Lawsuit over immigration visa fees gets court go-ahead

Posted by admin on Sep 12th, 2008

Toronto Star. September 12, 2008. Nicholas Keung

The Federal Court has cleared the final hurdle for a class-action lawsuit against Citizenship and Immigration Canada for allegedly profiting from the visa application processing fees for 2 million migrants and visitors. In a decision released Wednesday, the court allowed the case to proceed and also include visa applicants who were charged fees for 43 types of visas – from temporary resident visas for students and foreign workers to permanent ones issued to skilled landed immigrants, spouses and families.

The action, initiated by representative plaintiffs Alan Hinton and Irene Popapova of Coquitlam, B.C., two years ago, seeks to recover $700 million the government received from some 100 million visas issued between 1994 and 2005.

“The decision strips the path to the disclosure of Immigration Canada’s books,” Richard Kurland, one of three lawyers representing the claimants, said in an interview yesterday. “We are determined to get to the bottom of this.”
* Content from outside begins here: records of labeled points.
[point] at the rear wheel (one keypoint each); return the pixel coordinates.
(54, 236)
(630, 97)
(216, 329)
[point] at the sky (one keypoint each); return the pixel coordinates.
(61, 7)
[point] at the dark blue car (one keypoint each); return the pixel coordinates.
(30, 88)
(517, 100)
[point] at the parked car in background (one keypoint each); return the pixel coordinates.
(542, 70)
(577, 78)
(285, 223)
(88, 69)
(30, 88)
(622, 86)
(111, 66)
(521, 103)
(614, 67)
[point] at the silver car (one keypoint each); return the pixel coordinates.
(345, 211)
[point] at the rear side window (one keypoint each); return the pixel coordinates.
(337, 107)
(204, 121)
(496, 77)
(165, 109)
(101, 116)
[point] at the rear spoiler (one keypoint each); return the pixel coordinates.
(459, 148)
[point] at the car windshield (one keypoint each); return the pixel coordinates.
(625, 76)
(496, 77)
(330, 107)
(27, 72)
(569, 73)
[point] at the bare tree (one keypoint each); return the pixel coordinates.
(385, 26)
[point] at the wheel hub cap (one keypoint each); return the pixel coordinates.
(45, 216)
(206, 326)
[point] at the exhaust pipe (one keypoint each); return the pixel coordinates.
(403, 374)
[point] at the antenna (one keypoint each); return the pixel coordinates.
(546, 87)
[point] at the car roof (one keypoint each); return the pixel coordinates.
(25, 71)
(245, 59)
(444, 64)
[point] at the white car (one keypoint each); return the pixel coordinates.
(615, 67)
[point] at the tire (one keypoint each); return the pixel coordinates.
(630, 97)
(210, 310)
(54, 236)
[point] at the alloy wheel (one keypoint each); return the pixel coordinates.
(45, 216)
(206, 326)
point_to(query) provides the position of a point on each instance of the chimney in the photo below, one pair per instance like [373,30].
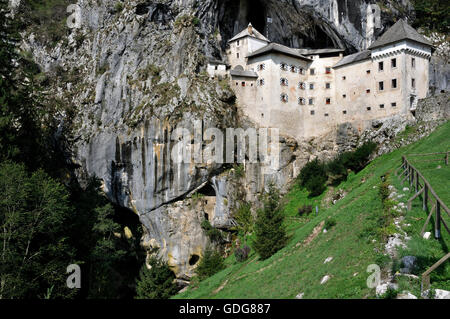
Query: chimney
[250,29]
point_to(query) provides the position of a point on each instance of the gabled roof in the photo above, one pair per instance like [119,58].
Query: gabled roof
[275,47]
[243,73]
[244,33]
[398,32]
[360,56]
[319,51]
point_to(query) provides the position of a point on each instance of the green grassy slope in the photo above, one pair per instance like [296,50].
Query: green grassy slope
[299,267]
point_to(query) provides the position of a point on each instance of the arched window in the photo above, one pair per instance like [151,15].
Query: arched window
[284,82]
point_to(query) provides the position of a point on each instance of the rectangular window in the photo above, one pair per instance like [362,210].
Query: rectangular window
[394,83]
[394,63]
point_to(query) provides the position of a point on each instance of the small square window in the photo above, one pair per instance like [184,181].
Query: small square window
[394,83]
[394,63]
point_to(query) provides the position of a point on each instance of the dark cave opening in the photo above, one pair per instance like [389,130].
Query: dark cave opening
[256,15]
[193,260]
[298,31]
[207,190]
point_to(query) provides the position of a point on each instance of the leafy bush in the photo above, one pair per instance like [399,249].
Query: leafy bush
[241,254]
[329,223]
[157,282]
[213,233]
[211,263]
[269,228]
[305,210]
[337,171]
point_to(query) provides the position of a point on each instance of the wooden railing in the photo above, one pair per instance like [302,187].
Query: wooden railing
[422,187]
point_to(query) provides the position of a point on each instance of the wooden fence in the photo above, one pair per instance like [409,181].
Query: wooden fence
[429,197]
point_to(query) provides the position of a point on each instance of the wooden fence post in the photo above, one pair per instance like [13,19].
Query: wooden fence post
[437,230]
[417,182]
[425,197]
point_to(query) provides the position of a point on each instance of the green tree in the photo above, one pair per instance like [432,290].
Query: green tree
[35,252]
[210,263]
[269,228]
[244,218]
[156,282]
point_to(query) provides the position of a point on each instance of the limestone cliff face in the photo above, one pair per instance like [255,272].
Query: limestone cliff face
[132,73]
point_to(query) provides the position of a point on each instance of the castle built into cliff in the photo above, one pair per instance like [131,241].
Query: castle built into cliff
[310,92]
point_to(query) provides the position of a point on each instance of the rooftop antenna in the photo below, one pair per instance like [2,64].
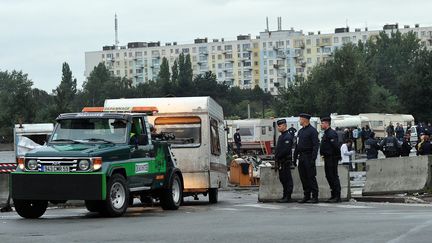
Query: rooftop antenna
[267,30]
[116,30]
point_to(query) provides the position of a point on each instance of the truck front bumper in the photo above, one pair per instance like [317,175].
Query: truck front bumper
[52,186]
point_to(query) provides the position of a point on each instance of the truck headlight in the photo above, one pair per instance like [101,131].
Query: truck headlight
[84,164]
[32,164]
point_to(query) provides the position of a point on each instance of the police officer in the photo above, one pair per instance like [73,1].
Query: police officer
[237,141]
[424,147]
[390,145]
[283,159]
[372,147]
[292,130]
[306,152]
[329,149]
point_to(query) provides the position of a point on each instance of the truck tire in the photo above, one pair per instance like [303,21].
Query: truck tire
[172,197]
[93,206]
[117,198]
[30,209]
[213,195]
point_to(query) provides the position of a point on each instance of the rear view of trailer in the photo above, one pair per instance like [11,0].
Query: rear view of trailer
[200,139]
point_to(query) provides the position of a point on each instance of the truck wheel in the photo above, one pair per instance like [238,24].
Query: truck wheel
[172,197]
[93,206]
[30,209]
[117,197]
[213,195]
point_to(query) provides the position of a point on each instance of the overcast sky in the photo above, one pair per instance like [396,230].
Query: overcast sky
[38,36]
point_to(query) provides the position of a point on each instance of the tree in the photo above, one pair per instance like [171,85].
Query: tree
[64,94]
[15,101]
[164,78]
[389,57]
[174,73]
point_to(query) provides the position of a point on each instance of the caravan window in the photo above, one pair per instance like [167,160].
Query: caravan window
[214,136]
[246,131]
[377,123]
[186,129]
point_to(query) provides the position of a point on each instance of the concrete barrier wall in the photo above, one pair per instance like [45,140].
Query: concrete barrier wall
[271,189]
[397,175]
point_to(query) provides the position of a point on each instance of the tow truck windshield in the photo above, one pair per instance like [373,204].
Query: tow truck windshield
[90,130]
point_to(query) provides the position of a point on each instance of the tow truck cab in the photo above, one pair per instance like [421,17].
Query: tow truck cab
[104,157]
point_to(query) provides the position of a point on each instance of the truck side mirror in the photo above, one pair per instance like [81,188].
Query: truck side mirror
[143,139]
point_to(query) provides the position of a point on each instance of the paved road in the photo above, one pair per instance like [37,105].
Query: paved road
[237,218]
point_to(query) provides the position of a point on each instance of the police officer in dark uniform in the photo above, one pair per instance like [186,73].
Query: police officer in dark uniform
[424,147]
[390,146]
[283,160]
[329,149]
[306,152]
[372,147]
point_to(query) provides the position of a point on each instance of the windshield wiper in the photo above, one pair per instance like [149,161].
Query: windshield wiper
[98,140]
[65,140]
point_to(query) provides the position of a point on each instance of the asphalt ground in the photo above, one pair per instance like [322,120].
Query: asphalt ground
[238,217]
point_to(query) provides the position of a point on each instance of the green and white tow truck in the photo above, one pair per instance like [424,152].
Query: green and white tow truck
[104,157]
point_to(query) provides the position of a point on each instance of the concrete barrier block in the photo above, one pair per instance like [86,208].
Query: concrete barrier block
[397,175]
[4,188]
[271,189]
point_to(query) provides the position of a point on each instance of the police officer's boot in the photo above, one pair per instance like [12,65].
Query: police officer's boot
[336,199]
[314,199]
[305,199]
[286,199]
[331,198]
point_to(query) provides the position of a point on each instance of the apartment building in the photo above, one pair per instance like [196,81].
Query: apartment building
[271,60]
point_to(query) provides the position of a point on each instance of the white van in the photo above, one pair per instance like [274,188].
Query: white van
[200,139]
[254,133]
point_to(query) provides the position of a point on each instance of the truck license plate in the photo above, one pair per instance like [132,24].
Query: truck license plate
[56,168]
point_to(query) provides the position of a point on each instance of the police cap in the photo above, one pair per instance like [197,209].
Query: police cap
[305,115]
[326,119]
[280,122]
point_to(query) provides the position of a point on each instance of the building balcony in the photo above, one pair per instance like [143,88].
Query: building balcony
[277,66]
[282,74]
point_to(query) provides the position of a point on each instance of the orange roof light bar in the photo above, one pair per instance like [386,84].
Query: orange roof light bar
[150,110]
[145,109]
[177,120]
[93,109]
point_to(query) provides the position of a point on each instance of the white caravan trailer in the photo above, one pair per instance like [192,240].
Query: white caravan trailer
[200,139]
[254,133]
[380,121]
[349,121]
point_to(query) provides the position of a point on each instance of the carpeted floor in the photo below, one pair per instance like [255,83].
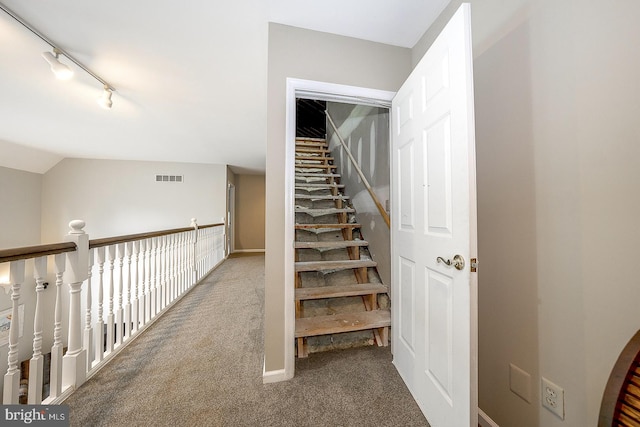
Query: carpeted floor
[201,365]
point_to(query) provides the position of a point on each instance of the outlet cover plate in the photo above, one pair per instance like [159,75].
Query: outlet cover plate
[552,397]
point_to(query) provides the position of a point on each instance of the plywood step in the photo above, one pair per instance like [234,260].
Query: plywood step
[301,266]
[310,150]
[338,244]
[327,226]
[313,158]
[313,166]
[322,212]
[318,186]
[340,291]
[320,197]
[347,322]
[310,176]
[311,144]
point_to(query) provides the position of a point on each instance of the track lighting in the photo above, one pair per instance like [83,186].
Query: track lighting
[105,99]
[61,71]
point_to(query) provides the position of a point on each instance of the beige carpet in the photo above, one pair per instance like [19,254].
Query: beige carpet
[201,365]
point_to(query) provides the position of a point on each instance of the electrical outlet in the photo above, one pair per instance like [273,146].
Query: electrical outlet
[553,397]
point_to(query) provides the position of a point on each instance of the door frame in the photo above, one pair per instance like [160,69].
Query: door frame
[231,218]
[309,89]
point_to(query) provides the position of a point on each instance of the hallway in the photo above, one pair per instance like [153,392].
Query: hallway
[201,365]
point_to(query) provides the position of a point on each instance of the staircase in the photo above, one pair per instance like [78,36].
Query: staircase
[340,300]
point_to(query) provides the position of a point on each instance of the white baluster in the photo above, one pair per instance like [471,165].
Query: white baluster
[119,311]
[162,284]
[87,339]
[153,271]
[181,257]
[127,306]
[147,278]
[174,266]
[135,304]
[12,377]
[111,252]
[74,362]
[99,331]
[36,364]
[194,260]
[55,381]
[169,270]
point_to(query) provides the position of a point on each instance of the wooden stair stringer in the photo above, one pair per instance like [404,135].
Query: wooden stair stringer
[314,176]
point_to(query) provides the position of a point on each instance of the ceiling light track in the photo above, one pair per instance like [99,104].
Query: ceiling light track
[57,50]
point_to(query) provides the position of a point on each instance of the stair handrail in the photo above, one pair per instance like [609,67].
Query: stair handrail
[383,213]
[152,271]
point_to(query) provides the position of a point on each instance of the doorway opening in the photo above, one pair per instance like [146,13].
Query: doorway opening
[320,91]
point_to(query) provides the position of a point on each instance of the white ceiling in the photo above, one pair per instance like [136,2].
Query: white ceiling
[190,77]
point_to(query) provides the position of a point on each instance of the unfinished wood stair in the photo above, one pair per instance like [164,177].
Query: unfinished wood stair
[327,246]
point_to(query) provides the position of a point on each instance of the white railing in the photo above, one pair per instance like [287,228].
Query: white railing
[116,288]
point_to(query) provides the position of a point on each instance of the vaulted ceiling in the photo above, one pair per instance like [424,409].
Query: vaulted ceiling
[190,77]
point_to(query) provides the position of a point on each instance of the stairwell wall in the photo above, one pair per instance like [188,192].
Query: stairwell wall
[366,130]
[310,55]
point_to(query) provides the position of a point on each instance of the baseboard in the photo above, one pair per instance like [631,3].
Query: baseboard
[484,420]
[273,376]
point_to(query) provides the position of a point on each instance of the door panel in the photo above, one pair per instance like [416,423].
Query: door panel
[433,200]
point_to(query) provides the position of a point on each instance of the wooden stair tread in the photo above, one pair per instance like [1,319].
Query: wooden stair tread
[317,174]
[346,225]
[301,266]
[321,197]
[314,158]
[318,185]
[338,244]
[326,211]
[311,144]
[314,166]
[347,322]
[340,291]
[311,150]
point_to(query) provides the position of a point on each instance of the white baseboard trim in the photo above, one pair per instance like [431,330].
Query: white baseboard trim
[273,376]
[484,420]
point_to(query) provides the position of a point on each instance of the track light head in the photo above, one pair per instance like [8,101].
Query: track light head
[105,99]
[61,71]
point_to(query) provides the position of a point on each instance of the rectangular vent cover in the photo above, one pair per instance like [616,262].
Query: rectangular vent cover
[169,178]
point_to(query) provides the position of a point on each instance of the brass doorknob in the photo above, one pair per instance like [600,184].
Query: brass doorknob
[458,262]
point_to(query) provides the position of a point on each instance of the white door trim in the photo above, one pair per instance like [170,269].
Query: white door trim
[321,91]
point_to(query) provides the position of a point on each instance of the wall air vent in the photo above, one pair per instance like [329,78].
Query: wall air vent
[169,178]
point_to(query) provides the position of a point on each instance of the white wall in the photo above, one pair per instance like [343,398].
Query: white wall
[20,194]
[367,130]
[117,197]
[310,55]
[556,87]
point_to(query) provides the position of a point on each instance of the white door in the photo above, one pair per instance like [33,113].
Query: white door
[434,215]
[231,219]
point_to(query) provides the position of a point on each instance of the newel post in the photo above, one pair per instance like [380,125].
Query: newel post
[194,224]
[74,362]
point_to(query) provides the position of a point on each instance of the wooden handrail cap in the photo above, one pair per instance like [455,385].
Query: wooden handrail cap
[77,226]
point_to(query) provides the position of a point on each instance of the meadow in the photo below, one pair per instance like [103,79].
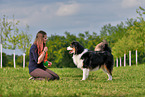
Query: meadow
[127,81]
Hinton, 31, and Popapova, 30, met in Moscow in 2001 and got married the next year. Their Canadian-born son, Misha, is 2. Court documents show Hinton paid $75 to sponsor his wife in 2003. Based on calculations from Immigration Canada’s internal documents, the couple alleges the actual cost for processing the application was only $36.69, resulting in a profit of $38.31.

They argue that the department violated Canada’s Financial Administration Act, which prohibits the government from charging service fees in excess of the actual cost of providing a service.

Earlier this year, the immigration department appealed a court decision to grant the motion for class certification, contending that the claimants, who paid only a sponsorship fee, could not challenge other types of visa fees that they did not personally pay. It wanted the case dismissed, but the appeal court sent it back to be refined.

At a new federal court hearing in August, the government disputed cost analyses obtained by the claimants’ lawyers through access to information.

By lumping expenses of other government departments to the initial estimates, it argued Ottawa lost anywhere between $15 million and $200 million yearly processing visa applications.

“It could be argued that it is an abuse of process for the (Immigration) minister to now bring forth what she considers better evidence on an interlocutory matter,” Judge Sean Harrington said in his latest ruling.

Despite the “great variation” in costs in affidavits submitted by two of the ministry’s own staff, Harrington said both the Hintons and Ottawa have a fairly arguable case.

A case management conference will be held to work out a timetable before a full discovery of evidence can proceed.